The large-scale research published in the academic paper “We Have a Package for You! A Comprehensive Analysis of Package Hallucinations by Code Generating LLMs ” testte 576.000 door AI gegenereerde codevoorbeelden. Bijna 20% daarvan bevatten koppelingen naar bibliotheken met broncode die gewoon niet bestaan. De resultaten varieerden een beetje afhankelijk van de programmeertaal die werd gebruikt om de code te genereren. Bij verschillende LLM’s kwamen dezelfde niet-bestaande code libraries terug in de gegenereerde code. Als hacker zou je dit patroon kunnen detecteren en de softwarepakketten publiceren die de AI-agent zei te gebruiken.

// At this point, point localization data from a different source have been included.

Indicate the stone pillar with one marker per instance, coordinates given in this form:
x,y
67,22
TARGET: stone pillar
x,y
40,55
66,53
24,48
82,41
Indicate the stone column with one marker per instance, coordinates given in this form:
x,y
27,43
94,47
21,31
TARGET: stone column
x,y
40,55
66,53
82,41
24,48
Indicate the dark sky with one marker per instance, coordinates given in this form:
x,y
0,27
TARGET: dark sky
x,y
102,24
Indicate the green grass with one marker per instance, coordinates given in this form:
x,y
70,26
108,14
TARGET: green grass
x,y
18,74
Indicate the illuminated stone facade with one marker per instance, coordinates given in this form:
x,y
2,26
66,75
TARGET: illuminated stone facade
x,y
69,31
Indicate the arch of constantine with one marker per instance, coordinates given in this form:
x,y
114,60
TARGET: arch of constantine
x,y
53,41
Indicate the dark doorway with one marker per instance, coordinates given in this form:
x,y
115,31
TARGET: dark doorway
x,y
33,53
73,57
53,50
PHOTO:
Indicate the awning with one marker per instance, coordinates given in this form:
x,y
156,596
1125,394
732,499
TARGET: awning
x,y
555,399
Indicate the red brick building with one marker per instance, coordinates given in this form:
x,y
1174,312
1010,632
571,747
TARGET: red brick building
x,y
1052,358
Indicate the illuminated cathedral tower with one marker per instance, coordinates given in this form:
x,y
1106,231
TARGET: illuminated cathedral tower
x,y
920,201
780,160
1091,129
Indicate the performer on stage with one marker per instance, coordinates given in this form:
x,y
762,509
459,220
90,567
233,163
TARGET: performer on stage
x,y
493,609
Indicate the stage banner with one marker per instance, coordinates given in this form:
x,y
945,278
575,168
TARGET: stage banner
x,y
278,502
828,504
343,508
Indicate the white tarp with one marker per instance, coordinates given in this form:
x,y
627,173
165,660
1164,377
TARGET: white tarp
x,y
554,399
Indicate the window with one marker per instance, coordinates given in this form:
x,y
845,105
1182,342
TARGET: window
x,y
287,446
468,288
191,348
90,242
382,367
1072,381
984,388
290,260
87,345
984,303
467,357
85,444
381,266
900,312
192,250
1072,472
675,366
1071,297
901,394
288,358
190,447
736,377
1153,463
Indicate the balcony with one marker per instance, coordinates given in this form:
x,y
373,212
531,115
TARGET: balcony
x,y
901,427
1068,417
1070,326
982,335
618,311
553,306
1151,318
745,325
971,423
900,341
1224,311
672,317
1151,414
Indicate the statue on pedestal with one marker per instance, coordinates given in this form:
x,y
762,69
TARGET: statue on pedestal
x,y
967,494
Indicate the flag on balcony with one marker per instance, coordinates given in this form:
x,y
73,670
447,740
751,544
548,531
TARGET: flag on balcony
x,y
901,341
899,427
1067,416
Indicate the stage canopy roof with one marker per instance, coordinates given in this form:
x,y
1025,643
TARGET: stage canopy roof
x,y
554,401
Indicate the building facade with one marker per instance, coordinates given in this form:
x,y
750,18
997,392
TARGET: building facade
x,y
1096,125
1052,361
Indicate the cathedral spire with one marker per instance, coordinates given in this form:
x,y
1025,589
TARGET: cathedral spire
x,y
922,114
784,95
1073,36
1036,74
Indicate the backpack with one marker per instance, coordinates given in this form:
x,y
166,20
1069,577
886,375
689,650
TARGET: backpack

OWASP Top 10 Web Application Security Risks

Het verschil is dat de gehallucineerde softwarepakketten nu bestaan in de echte wereld waarnaar de AI-agent verwijst. Dit type van supply chain attack staat ook bekend als slopsquatting. Hackers registreren de aanbevolen “hallucinated packages” op vertrouwde distributieplatforms. Deze softwarepakketten bevatten kwaadaardige code om je softwaretoepassing bij de bron te vergiftigen. Het probleem is dat je de gegenereerde code te veel vertrouwt, maar niet controleert of de voorgestelde code libraries die je gaat downloaden ook betrouwbaar zijn.

Speaking of vibe coding, the vibe coding platform Lovable also had its share of security issues with AI-generated code. About 10% of the deployed web applications scanned for security issues were exposed to hackers accessing data such as personal and financial information.API keys of cloud providers are publicly available. Cloud platform API keys are particularly attractive to hackers because they allow them to run their phishing sites and other malicious applications on a cloud platform for free. Again, it’s a good reminder to always set a budget limit on your cloud provider account.

Veel gebruikers van vibe coding hebben geen technische achtergrond en hebben vaak weinig of geen kennis van secure coding. Ze vertrouwen erop dat het vibe coding platform de beveiligingsaspecten van de geïmplementeerde webapplicatie afhandelt, maar deze platforms hebben nog een lange weg te gaan. Zoals Lovable zei in een post op X van 29 mei, “We’re not where we want to be in terms of security, and we’re committed to continuing to improve the security posture for all Lovable users”.

I probably keep repeating myself, an AI agent can be a great tool for a software engineer but make sure you’re still in the driver’s seat. You should care about the code (not just the AI generated or not) and certainly don’t blindly follow the AI agent.